Utiliser moins de lithium ne vise pas seulement à économiser un élément rare ; cela améliore aussi le comportement du matériau dans l’air ambiant. Une teneur élevée en lithium rend généralement les électrolytes halogénures réactifs à la vapeur d’eau, formant des sous‑produits indésirables et perdant en performance. Le nouveau matériau 0.5Li2SO4–ZrCl4 résiste beaucoup mieux à cette dégradation que l’électrolyte de référence largement étudié 2LiCl–ZrCl4. Dans des conditions d’humidité modérée (environ 30 % d’humidité relative), le matériau de référence absorbe l’humidité plus rapidement, sa structure évolue davantage et sa conductivité chute plus fortement. En revanche, le nouvel électrolyte conserve relativement bien sa phase et sa conductivité. Associée à l’utilisation de matières premières peu coûteuses comme le sulfate de lithium et le chlorure de zirconium, cette meilleure stabilité à l’air rend le matériau plus adapté au traitement et au stockage à l’échelle industrielle.

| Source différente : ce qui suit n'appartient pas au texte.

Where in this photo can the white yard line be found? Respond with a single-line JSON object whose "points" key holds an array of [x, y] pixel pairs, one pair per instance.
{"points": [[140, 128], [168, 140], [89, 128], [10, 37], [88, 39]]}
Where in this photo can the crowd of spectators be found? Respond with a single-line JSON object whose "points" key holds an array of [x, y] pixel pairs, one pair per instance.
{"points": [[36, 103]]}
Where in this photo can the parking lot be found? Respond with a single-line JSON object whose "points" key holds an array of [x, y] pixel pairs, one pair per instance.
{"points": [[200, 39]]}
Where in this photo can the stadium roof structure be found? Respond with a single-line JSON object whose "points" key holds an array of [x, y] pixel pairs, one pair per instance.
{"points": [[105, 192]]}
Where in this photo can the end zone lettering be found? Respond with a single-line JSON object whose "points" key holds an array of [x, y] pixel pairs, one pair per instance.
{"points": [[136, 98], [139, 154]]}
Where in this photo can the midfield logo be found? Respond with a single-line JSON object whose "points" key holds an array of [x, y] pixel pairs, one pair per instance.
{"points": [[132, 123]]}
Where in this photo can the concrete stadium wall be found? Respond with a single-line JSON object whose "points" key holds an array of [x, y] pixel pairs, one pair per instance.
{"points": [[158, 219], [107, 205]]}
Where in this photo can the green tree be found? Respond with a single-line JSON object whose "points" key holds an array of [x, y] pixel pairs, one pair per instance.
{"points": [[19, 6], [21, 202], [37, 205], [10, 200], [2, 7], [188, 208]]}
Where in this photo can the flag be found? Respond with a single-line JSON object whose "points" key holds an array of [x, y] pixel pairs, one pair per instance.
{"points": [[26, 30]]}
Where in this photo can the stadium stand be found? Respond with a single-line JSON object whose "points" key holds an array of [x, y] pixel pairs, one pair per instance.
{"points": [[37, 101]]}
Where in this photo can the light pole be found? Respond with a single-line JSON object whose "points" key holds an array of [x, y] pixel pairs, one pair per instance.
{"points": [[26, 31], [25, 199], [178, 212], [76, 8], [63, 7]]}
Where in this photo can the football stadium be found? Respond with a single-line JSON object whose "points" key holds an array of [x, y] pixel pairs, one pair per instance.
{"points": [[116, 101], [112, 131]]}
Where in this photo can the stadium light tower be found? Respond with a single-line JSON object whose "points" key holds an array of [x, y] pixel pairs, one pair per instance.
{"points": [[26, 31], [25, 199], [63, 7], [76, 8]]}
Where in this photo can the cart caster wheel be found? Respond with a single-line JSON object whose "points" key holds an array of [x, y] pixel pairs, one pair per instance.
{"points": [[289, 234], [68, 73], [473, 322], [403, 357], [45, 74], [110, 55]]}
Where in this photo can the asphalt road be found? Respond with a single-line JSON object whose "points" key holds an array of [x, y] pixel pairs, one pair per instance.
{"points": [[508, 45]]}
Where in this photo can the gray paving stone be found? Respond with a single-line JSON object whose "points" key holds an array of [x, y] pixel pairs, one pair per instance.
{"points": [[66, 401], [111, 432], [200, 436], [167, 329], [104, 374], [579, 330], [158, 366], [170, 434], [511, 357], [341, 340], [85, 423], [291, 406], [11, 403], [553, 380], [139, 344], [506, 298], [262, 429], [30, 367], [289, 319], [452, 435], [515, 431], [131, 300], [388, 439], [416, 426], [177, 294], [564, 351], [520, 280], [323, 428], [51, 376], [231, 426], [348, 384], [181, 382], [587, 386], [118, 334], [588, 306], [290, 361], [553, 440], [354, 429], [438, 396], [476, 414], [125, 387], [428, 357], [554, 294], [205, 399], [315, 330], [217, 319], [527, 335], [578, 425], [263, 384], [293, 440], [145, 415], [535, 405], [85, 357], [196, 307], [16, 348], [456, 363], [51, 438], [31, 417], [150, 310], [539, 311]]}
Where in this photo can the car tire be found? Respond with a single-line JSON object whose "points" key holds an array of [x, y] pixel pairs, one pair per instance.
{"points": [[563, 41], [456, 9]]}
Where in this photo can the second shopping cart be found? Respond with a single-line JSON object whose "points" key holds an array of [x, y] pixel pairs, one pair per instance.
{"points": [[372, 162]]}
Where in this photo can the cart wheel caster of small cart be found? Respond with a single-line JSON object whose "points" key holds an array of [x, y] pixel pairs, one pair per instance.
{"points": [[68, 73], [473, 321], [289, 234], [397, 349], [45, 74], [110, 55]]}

Un réseau vitreuse qui accélère le lithium

Pour comprendre pourquoi ce matériau à faible teneur en lithium conduit si bien les ions, les chercheurs ont sondé sa structure interne à l’aide de mesures avancées de diffusion neutronique et de rayons X synchrotron, de spectroscopie Raman et de simulations informatiques accélérées par apprentissage automatique. Les données montrent que 0.5Li2SO4–ZrCl4 est majoritairement amorphe — plutôt vitreux que cristallin — construit à partir d’amas désordonnés où des centres zirconium sont entourés d’un mélange de chlorures et d’oxygènes provenant des groupes sulfate. Ces amas se lient entre eux en une ossature décrite comme [Zr_aCl_4a(SO4)]^2− avec des arrangements locaux variés. Les ions lithium occupent des sites irréguliers autour de ce réseau, souvent près des atomes d’oxygène, et se déplacent en sautant entre des positions à faible coordination oxygène. Comme l’environnement varie d’un endroit à l’autre, le paysage énergétique est « frustré », sans motif répétitif, ce qui favorise en fait la formation de voies de diffusion continues à travers le matériau.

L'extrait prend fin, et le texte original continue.